Negatif kontrol grubundaki kanallar prepare edildiği halde boş bırakıldı. Koronal giriş kavitesi, cam iyonomer ve bunu takiben
kompozit rezin ile restore edildi. Dişler fosfat tamponlu salin çözeltisine kondu ve 3 ay boyunca saklandı. Daha sonra her örnek,
üniversal test makinesi kullanılarak kırılma testine tabi tutuldu. Maksimum kırılma yükü kaydedildi ve veriler istatistiksel olarak
analiz edildi.
Bulgular: Pozitif kontrol grubu en yüksek kırılma direncine sahipti. Negatif kontrol grubundaki kırılma direnci diğer gruplara
göre anlamlı derecede düşüktü(P <0.05). Biodentin ile MTA grupları arasında anlamlı fark yoktu (P> 0.05).
Sonuç: Rejeneratif endodontik tedavi gören enfekte pulpalı olgunlaşmamış dişlerde servikal kök kırılma direnci bakımından
MTA ve Biodentin arasında önemli bir fark yoktur. Aim: The aim of this study was to evaluate the long-term fracture resistance of simulated immature teeth loaded with
Biodentine and mineral trioxide aggregate (MTA) as pulp cavity barriers for regenerative endodontic procedures.
Materials and Methods: Eighty extracted human maxillary anterior teeth were allocated into four groups of 20 teeth each.
No procedure was applied to the teeth in the positive control group. The remaining teeth were prepared until a size 6 Peeso
(1.7 mm) could be passed 1 mm beyond the apex. The root canals were irrigated and disinfected according to American
Association of Endodontists considerations for regenerative endodontic procedures. The canals were filled with either Biodentine
or MTA to approximately 3 mm below the cemento enamel junction. The negative control canals were left unfilled. The coronal
access cavities were restored with glass ionomer followed by composite resin. The teeth were placed in phosphate-buffered
saline solution and stored for 3 months. Each specimen was then subjected to fracture testing using a universal testing
machine. The peak load to fracture and the fracture resistance were recorded, and the data were analysed statistically.
Results: The positive control group had the highest fracture resistance and differed significantly (P<0.05) from the other
experimental groups.
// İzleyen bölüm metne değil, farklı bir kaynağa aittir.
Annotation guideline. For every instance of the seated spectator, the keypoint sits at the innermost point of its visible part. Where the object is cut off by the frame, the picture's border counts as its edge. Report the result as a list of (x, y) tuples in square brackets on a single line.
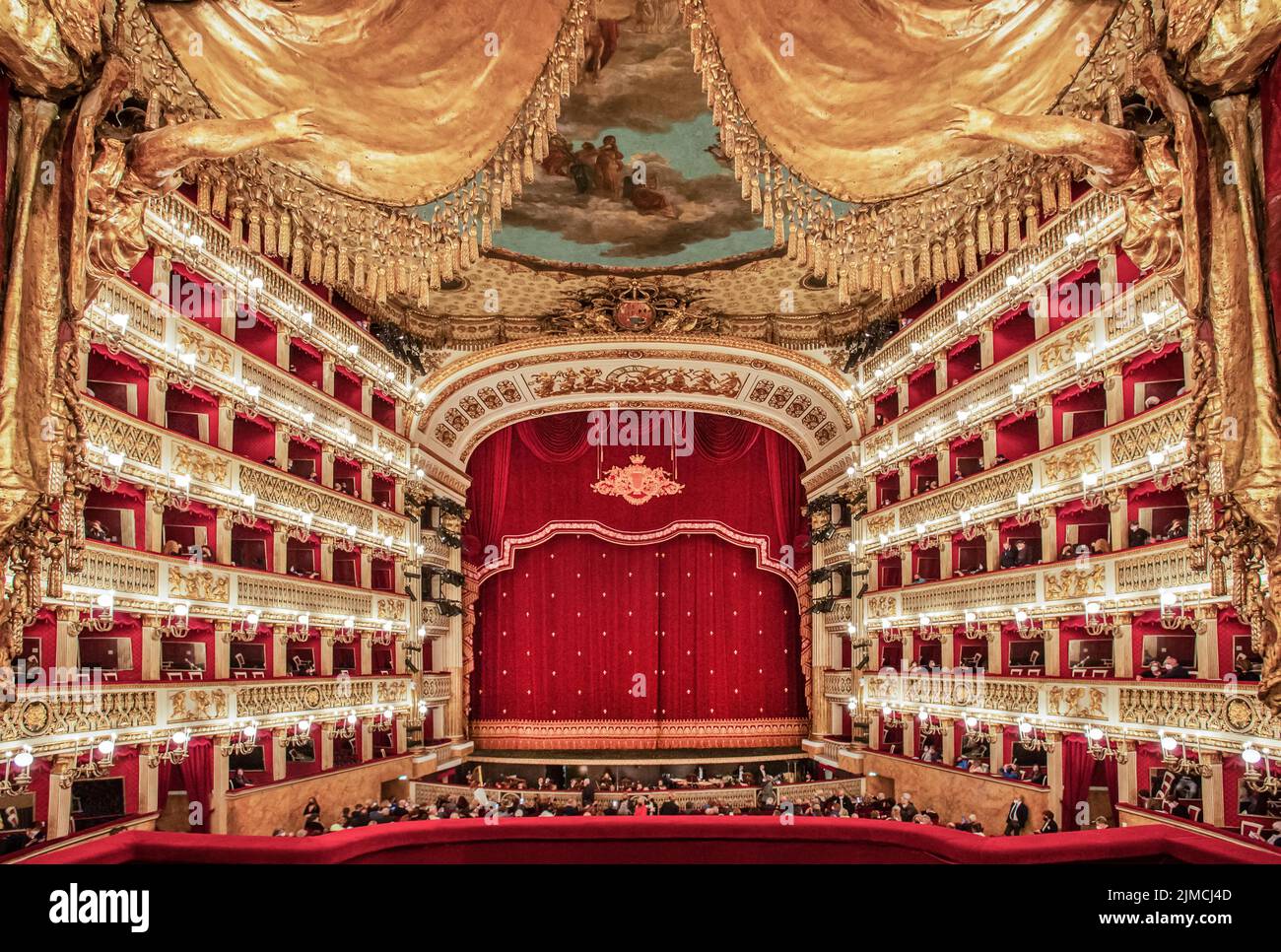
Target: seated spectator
[(98, 532)]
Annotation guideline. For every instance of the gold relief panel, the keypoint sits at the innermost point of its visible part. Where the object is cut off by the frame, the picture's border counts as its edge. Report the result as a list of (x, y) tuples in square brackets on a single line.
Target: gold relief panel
[(199, 465), (1075, 701), (880, 525), (1070, 464), (197, 704), (199, 584), (1152, 435), (281, 699), (208, 353), (633, 378), (391, 609), (120, 436), (1064, 350), (882, 605), (1199, 710), (1074, 583)]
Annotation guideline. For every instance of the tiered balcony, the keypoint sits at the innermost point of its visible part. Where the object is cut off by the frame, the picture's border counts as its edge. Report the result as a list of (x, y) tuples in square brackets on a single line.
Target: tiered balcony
[(1209, 715)]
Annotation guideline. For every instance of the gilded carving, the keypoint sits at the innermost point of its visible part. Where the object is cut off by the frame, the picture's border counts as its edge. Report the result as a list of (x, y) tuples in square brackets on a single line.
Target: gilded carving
[(200, 465), (1070, 464), (636, 378), (197, 584), (197, 704), (1074, 583)]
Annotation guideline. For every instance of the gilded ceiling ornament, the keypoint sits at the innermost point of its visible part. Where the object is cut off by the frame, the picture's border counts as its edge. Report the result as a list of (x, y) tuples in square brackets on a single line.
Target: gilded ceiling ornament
[(632, 307)]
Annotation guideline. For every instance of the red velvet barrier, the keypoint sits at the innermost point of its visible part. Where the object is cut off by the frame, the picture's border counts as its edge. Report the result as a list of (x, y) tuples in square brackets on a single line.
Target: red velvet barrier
[(667, 840)]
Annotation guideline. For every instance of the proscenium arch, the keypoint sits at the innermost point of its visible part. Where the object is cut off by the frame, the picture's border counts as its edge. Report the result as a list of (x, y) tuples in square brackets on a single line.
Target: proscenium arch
[(792, 393)]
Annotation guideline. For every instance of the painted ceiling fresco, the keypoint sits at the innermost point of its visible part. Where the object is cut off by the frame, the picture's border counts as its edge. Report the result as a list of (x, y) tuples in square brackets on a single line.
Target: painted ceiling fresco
[(636, 177)]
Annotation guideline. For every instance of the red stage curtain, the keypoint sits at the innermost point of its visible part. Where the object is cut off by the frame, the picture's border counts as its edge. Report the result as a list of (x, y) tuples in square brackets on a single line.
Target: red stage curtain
[(722, 439), (487, 496), (1077, 772), (197, 776), (519, 486), (585, 630), (559, 439)]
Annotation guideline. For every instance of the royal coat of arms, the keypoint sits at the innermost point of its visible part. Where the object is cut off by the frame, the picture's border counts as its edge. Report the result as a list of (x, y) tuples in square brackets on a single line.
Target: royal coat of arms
[(637, 482)]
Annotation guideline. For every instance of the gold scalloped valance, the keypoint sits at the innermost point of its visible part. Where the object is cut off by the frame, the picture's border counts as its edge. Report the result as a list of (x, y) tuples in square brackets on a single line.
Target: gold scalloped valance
[(825, 99)]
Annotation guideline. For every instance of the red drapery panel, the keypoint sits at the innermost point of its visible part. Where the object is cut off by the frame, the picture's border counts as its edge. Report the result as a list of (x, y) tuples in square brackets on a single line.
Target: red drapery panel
[(746, 478), (559, 439), (587, 631)]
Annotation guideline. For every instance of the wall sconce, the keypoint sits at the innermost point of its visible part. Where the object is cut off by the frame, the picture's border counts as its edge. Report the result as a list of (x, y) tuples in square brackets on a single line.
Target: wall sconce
[(299, 734), (1034, 738), (175, 626), (16, 784), (116, 329), (344, 729), (1098, 623), (173, 752), (1098, 746), (302, 628), (244, 741), (93, 767), (1256, 782), (101, 618)]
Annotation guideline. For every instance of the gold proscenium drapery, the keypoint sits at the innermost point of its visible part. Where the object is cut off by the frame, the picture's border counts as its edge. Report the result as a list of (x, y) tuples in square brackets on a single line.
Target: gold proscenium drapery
[(417, 106), (468, 131)]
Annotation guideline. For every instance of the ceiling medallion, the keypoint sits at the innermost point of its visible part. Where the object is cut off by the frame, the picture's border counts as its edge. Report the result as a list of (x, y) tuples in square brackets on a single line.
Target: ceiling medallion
[(637, 482), (632, 307)]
No significant difference was found between Biodentin and MTA (P>0.05).
Conclusions: Considering the risk of cervical root fracture for pulpless infected immature teeth treated with regenerative
endodontic procedures, there was no difference between MTA and Biodentine regarding the resistance to root fracture.